- Texte visé : Proposition de loi, modifiée par le Sénat, visant à faire exécuter les peines d’emprisonnement ferme, n° 1655
- Stade de lecture : Deuxième lecture
- Examiné par : Assemblée nationale (séance publique)
Supprimer l'alinéa 3.
Cet amendement du groupe Écologiste et social vise à supprimer l'alinéa 3 l’article 1er de la proposition de loi qui prévoit d’autoriser le prononcé de peines inférieures à un mois.
Le rapport de la mission d’urgence relative à l’exécution des peines de 2025, commandé à l’Inspection générale de la justice et rédigé par plusieurs professionnels issus de différents horizons, est particulièrement éclairant. Il souligne que ces peines, « souvent qualifiées d’inefficientes », s’exécutent dans des établissements « saturés », caractérisés par une simple « gestion des flux sans prise en charge véritable », dans un contexte de surpopulation. Dans ces conditions, la mission recommande expressément de « ne pas […] revenir sur l’interdiction des peines de moins d’un mois ».
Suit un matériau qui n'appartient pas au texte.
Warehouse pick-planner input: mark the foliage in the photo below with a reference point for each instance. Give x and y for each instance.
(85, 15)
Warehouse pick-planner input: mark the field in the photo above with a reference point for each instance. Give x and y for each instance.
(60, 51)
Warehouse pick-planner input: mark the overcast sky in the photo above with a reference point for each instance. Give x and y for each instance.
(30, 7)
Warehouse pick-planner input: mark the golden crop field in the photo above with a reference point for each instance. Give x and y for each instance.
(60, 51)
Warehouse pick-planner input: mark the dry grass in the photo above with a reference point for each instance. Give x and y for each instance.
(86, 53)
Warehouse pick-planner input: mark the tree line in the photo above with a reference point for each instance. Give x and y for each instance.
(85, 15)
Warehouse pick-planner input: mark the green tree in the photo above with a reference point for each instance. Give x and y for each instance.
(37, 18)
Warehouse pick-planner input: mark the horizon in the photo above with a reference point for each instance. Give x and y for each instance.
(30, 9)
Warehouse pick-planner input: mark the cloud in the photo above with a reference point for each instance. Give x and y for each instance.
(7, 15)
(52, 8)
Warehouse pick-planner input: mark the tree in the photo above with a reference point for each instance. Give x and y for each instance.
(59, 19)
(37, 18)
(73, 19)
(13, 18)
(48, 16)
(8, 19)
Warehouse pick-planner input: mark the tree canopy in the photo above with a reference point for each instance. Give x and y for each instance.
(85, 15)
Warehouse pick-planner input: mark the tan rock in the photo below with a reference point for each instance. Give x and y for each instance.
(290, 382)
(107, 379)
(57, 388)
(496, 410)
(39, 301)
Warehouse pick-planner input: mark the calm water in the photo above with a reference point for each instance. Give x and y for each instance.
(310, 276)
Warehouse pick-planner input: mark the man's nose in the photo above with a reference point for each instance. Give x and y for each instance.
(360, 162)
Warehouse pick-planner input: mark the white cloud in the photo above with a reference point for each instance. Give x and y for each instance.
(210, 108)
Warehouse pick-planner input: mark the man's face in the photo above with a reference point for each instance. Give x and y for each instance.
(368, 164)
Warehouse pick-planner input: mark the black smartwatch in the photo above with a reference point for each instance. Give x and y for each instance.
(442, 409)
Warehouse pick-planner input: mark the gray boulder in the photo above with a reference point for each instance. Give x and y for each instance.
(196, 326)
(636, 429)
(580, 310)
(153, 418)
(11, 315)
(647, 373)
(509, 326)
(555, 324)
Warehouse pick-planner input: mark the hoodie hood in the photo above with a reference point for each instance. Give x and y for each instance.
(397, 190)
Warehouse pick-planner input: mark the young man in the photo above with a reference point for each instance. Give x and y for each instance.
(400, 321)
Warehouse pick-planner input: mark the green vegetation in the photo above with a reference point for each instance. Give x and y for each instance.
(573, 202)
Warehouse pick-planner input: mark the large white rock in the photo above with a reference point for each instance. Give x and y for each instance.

Le rapport met également en garde contre les effets contreproductifs d’une telle évolution, qui risquerait « d’aggraver la surpopulation pénale » et de « renforcer […] la défiance à l’égard des institutions », alors que le bénéfice en matière de prévention de la récidive n'est aucunement étayé. Il relève en outre que le choc carcéral,, état psychologique recherché par les auteurs de cette proposition de loi, est davantage associé à une aggravation du risque suicidaire qu’à un effet dissuasif. Le rapport conclu que l’administration pénitentiaire n’est aujourd’hui pas en capacité de mettre en œuvre des peines très courtes dans des conditions adaptées, non désocialisantes et réellement utiles.
Il est nécessaire d'écouter les professionnels.